Die neue Kirche machte sich die Grundprinzipien der Reformation zu eigen, behielt aber den katholischen Einfluss bei, insbesondere in der Liturgie. Der Kult blieb eindrucksvoll und die Bischöfe wurden beibehalten. Der Monarch wurde das Oberhaupt der Kirche von England, und der Anglikanismus wurde zur Staatsreligion. Vereinfacht ausgedrückt liegt die anglikanische Kirche zwischen der Lehre der katholischen und der reformierten Kirche.

1555: Augsburger Religionsfrieden

Der Augsburger Religionsfrieden war ein wichtiges Abkommen, das am 25. September 1555 in Augsburg (Deutschland) zwischen dem römischen Kaiser Karl V. und den protestantischen Fürsten geschlossen wurde. Erstens wurde das Luthertum als offizielle Religion gleichberechtigt mit dem Katholizismus anerkannt. Zweitens wurde der wichtige Grundsatz "Wessen Land, dessen Religion" (cuius regio, eius religio) entwickelt, demzufolge die Fürsten für ihre Territorien unabhängig eine Religion wählen konnten.

Der Augsburger Religionsfrieden von 1555 signalisierte, dass der Protestantismus zu einer ernstzunehmenden Kraft geworden war, die sich gegen die katholische Kirche behaupten konnte. Gleichzeitig brachte dieser Vertrag jedoch keinen langen Frieden, und schon bald setzte die Benachteiligung der Protestanten in Deutschland wieder ein. In Frankreich hingegen blieb die Koexistenz einer protestantischen Minderheit und einer katholischen Mehrheit (mit Ausnahme einiger südlicher Territorien) ein Traum.
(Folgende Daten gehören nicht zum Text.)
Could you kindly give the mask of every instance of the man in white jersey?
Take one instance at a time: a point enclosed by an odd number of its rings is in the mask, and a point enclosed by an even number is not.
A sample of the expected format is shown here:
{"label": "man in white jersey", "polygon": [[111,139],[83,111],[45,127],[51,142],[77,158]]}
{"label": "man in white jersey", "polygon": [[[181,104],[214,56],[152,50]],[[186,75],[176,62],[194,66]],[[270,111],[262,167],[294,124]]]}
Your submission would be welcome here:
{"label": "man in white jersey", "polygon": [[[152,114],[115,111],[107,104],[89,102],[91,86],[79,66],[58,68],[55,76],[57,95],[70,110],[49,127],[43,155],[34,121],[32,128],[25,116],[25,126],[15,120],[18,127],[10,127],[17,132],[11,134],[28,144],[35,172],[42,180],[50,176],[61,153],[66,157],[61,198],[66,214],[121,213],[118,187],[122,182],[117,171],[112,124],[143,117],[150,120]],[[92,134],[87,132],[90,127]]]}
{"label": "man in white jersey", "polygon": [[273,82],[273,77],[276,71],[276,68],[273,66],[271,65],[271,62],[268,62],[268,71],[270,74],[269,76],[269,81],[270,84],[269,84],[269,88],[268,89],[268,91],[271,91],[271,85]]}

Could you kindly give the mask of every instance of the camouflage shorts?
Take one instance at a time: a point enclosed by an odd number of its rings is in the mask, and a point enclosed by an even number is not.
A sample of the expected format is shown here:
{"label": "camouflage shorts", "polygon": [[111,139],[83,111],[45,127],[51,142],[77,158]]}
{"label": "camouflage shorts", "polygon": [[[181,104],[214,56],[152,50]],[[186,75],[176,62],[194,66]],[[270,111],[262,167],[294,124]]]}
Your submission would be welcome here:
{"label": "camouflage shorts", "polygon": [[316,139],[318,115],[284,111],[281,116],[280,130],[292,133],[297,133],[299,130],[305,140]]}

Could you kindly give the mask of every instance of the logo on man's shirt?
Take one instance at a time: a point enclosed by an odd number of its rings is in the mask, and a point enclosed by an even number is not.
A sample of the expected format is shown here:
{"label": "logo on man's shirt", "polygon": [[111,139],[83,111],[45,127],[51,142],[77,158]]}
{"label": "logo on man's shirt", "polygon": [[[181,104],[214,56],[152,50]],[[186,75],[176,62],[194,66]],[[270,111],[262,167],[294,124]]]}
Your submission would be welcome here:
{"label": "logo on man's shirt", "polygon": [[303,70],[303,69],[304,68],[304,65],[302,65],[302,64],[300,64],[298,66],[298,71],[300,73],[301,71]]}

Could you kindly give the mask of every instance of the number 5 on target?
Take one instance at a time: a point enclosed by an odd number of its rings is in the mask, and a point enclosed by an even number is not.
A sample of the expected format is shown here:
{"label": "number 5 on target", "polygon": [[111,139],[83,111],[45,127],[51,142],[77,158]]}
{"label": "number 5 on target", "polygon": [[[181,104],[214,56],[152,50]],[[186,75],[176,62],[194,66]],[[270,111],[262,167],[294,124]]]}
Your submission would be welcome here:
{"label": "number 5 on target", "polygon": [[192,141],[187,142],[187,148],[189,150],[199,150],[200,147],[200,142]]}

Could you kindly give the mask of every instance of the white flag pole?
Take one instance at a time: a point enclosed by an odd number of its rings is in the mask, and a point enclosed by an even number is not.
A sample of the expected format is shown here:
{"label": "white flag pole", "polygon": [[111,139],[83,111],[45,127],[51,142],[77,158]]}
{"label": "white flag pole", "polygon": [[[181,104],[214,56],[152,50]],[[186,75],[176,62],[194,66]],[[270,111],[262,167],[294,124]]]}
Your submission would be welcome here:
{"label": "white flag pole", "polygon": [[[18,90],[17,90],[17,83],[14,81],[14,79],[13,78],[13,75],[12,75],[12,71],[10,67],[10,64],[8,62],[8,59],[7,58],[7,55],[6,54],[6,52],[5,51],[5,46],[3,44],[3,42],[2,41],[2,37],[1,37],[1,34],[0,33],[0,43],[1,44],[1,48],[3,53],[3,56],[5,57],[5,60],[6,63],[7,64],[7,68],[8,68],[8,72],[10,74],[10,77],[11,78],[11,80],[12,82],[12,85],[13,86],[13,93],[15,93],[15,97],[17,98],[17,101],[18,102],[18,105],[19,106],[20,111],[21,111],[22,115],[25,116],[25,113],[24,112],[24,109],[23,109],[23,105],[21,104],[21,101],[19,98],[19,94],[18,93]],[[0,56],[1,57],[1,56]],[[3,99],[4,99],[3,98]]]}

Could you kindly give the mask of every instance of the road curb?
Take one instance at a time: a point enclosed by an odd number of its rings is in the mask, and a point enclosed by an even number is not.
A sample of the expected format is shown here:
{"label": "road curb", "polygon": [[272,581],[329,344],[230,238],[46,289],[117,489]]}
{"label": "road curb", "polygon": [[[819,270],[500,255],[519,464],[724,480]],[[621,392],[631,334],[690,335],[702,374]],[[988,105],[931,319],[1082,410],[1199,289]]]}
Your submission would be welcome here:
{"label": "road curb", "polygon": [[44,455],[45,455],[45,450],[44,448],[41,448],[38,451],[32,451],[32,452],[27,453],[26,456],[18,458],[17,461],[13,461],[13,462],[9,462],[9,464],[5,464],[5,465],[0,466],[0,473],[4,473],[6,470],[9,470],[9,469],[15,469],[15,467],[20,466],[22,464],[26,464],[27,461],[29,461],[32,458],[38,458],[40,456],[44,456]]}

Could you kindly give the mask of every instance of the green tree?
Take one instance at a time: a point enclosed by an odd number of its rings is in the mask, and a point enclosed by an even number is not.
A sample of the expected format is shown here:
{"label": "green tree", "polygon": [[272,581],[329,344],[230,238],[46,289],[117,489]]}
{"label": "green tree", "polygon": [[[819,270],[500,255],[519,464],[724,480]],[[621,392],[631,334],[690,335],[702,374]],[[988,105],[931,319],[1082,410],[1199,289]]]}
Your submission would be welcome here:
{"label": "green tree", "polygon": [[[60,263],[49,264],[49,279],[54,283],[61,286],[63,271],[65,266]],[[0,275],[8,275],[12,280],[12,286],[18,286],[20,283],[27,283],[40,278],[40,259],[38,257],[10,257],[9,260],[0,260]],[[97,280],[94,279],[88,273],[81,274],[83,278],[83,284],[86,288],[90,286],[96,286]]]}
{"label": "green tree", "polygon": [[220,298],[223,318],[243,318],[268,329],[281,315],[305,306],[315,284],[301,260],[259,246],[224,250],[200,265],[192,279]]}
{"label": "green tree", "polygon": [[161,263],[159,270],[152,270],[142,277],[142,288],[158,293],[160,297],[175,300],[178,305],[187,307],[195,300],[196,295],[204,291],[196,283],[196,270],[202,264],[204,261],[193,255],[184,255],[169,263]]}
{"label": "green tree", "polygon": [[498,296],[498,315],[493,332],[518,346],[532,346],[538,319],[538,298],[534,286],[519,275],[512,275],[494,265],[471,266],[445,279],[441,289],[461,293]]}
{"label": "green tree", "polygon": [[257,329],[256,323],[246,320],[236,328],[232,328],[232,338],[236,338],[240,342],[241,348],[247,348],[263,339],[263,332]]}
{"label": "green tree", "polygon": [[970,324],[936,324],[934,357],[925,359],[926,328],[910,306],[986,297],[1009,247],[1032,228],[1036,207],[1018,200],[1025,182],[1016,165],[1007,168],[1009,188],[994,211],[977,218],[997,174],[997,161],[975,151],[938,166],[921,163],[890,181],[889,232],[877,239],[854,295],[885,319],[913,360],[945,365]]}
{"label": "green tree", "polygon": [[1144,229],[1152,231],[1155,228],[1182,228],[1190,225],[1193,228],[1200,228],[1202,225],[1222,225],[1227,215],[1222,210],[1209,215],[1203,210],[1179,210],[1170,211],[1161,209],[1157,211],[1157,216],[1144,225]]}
Schlimmer noch, es führte zu drei Jahrzehnten brutaler Bürgerkriege, die das Land buchstäblich zerrissen und als die vielleicht dunkelsten Jahre der französischen Geschichte in die Geschichte eingehen werden.

1618-1648: Der Dreißigjährige Krieg

Der Dreißigjährige Krieg bezeichnet eine Reihe militärischer Konflikte, die praktisch ganz Europa in der ersten Hälfte des siebzehnten Jahrhunderts erschütterten. Jahrhunderts erschütterten. Der Dreißigjährige Krieg begann zunächst aus rein religiösen Gründen - der Konfrontation zwischen der so genannten Katholischen Liga (dem Heiligen Römischen Reich und anderen) und der Evangelischen Union (den lutherischen Staaten) -, entwickelte sich aber im Laufe der Zeit zu einem politischen Konflikt, bei dem es um die Eroberung von Land und die Ausweitung des Einflusses ging.

Infolge des Konflikts wurden die Vertreter des Katholizismus und des Protestantismus schließlich rechtlich gleichgestellt, und die Ära der Reformation und der Religionskriege selbst endete mit der Unterzeichnung des Westfälischen Friedens im Jahr 1648, der den Dreißigjährigen Krieg beendete.

Zusammenfassend lässt sich sagen, dass das Zeitalter der Reformation zu einer Schlüsselepoche der Geschichte wurde und die weitere Entwicklung der europäischen Gesellschaft weitgehend bestimmte. Die Reformation schuf nicht nur eine neue Ausrichtung des Christentums, sondern führte auch zu einer politischen Neuordnung Europas und zu tiefgreifenden sozialen und wirtschaftlichen Veränderungen. Heute ist der Protestantismus nach wie vor eine einflussreiche Bewegung, die ihre Position in einigen Regionen der Welt sogar noch ausbaut.